Sept. 12, 2006: In Helsinki, Premier Wen Jiabao declines to comment on the news report; says Taiwan politics are for Taiwanese people to decide.

Sept. 12, 2006: UN decides not to consider Taiwan’s UN bid.

Sept. 14, 2006: First cross-Strait medical charter flight.

Sept. 15, 2006: Some 300,000 protesters call for President Chen’s resignation as they march in front of the president’s office and home.

Sept. 18, 2006: KMT delegation led by Chiang Ping-kun meets TAO’s Zheng Lizhong.

Sept. 20, 2006: Foreign Minister Li Zhaoxing meets Costa Rican President Arias at UN.

Sept. 24, 2006: President Chen calls for reconsideration of territory defined in constitution.
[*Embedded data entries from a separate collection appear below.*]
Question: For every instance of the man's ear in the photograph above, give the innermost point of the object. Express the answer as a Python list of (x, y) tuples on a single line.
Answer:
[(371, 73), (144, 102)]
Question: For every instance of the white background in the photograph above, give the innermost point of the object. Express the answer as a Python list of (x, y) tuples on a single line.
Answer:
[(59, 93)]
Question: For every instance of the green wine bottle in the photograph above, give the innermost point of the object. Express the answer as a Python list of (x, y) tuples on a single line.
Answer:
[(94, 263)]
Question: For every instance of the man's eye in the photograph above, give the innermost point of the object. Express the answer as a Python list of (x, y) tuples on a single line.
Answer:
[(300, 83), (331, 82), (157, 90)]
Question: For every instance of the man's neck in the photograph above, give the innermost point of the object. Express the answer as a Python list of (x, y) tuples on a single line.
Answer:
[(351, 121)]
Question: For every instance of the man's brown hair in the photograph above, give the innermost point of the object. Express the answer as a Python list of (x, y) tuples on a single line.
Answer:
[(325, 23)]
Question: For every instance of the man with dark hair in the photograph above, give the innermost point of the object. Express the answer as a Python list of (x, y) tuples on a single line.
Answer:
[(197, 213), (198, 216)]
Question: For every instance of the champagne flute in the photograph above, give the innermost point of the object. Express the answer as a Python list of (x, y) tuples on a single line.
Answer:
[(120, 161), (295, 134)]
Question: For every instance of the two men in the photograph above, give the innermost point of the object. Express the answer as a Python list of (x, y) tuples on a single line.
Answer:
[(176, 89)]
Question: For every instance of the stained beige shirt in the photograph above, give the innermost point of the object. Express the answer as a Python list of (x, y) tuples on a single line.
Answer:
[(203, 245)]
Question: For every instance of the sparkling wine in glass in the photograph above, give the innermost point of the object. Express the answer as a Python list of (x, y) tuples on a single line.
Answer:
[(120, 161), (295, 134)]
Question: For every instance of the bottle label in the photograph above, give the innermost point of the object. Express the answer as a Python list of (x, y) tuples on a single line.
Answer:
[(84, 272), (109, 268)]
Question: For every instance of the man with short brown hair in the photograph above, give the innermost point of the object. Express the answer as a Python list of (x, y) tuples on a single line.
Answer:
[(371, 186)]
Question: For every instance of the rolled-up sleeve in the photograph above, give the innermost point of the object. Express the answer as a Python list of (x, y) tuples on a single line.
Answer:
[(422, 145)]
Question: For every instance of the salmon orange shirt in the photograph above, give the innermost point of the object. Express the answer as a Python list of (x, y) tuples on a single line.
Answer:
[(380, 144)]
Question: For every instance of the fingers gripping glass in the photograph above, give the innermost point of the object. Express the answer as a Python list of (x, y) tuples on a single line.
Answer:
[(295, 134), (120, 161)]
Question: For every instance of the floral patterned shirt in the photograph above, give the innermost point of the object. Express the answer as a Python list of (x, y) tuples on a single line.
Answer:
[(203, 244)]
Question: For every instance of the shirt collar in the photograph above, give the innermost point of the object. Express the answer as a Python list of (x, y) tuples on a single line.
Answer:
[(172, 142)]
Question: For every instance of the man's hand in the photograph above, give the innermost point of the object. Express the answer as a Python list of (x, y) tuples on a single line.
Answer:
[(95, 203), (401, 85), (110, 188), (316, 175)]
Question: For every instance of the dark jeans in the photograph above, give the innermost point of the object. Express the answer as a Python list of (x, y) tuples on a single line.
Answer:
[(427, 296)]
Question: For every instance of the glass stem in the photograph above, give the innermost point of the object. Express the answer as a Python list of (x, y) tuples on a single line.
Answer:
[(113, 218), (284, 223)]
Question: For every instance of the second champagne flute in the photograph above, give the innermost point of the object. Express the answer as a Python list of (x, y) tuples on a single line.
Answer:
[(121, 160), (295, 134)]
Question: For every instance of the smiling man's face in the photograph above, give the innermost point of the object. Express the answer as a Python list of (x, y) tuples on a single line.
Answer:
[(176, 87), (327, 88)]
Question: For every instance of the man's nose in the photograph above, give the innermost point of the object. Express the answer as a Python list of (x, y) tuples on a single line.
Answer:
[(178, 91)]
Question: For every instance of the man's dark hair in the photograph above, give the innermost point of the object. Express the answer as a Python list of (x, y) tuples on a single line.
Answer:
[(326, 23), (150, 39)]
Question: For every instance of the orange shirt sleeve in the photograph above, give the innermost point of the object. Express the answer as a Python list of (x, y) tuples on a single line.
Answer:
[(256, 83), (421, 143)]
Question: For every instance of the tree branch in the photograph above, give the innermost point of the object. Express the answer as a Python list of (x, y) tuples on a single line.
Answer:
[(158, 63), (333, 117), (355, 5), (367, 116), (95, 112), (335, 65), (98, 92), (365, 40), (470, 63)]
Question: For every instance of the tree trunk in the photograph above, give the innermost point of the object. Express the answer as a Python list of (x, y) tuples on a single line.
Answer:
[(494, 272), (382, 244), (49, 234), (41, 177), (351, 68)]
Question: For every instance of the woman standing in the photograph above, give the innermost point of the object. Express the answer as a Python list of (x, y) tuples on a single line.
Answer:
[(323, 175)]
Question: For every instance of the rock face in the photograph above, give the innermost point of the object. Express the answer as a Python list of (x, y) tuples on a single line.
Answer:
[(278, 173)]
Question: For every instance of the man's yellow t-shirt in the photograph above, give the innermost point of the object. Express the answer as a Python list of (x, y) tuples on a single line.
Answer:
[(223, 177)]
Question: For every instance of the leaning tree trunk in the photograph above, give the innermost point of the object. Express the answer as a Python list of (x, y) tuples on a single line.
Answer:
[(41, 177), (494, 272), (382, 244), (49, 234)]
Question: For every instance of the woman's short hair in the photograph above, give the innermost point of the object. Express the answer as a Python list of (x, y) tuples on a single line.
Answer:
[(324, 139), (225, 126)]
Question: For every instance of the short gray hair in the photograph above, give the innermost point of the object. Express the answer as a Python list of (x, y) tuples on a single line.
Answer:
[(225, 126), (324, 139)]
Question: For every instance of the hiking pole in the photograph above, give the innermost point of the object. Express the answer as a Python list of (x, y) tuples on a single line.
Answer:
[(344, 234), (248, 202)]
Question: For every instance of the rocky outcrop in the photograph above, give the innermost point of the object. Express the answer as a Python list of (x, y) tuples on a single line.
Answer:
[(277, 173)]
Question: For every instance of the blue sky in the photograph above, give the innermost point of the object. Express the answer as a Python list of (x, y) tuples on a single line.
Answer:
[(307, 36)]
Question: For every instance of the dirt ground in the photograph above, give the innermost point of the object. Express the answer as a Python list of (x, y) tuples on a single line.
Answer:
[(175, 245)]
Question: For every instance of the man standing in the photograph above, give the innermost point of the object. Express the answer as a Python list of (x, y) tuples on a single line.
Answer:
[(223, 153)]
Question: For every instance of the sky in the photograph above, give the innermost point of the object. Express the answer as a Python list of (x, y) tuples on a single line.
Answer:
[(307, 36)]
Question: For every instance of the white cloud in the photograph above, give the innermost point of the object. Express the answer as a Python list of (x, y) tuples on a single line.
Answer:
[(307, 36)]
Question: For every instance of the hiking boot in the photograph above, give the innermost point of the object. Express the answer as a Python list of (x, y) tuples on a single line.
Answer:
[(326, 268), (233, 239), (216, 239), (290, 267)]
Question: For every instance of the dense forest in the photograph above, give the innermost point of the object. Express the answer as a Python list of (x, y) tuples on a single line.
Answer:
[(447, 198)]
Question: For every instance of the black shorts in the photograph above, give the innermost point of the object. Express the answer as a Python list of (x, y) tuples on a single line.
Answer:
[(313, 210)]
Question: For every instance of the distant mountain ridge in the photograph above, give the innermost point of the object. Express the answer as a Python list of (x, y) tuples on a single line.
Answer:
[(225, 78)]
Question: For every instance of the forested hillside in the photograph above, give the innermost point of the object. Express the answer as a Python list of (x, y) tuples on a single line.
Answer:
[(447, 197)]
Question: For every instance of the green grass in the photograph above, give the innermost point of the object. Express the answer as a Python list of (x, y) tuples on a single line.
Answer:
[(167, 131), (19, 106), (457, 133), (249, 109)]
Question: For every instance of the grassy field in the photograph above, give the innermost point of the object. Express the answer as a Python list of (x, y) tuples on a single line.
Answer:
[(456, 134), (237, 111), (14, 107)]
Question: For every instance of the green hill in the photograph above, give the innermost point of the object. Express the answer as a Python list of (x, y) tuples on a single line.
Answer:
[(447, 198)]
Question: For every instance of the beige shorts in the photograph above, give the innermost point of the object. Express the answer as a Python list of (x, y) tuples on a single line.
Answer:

Sept. 26, 2006: Jia Qinglin warns of danger from Chen’s promotion of independence under guise of constitutional reform.

Sept. 27, 2006: TAO’s Li Weiyi criticizes Chen for violating his “four noes.”

Sept. 28, 2006: President Chen declares that “Taiwan is Taiwan, China is China, and Taiwan and China are totally different countries,” drawing protests from Beijing and a reminder that Washington expects Chen to honor his previous commitments.

Sept. 28, 2006: U.S. State Department spokesman says abiding by his commitments will be a test of President Chen’s “leadership, dependability, and statesmanship.”

Sept. 29, 2006: Mid-Autumn festival cross-Strait charter flights begin.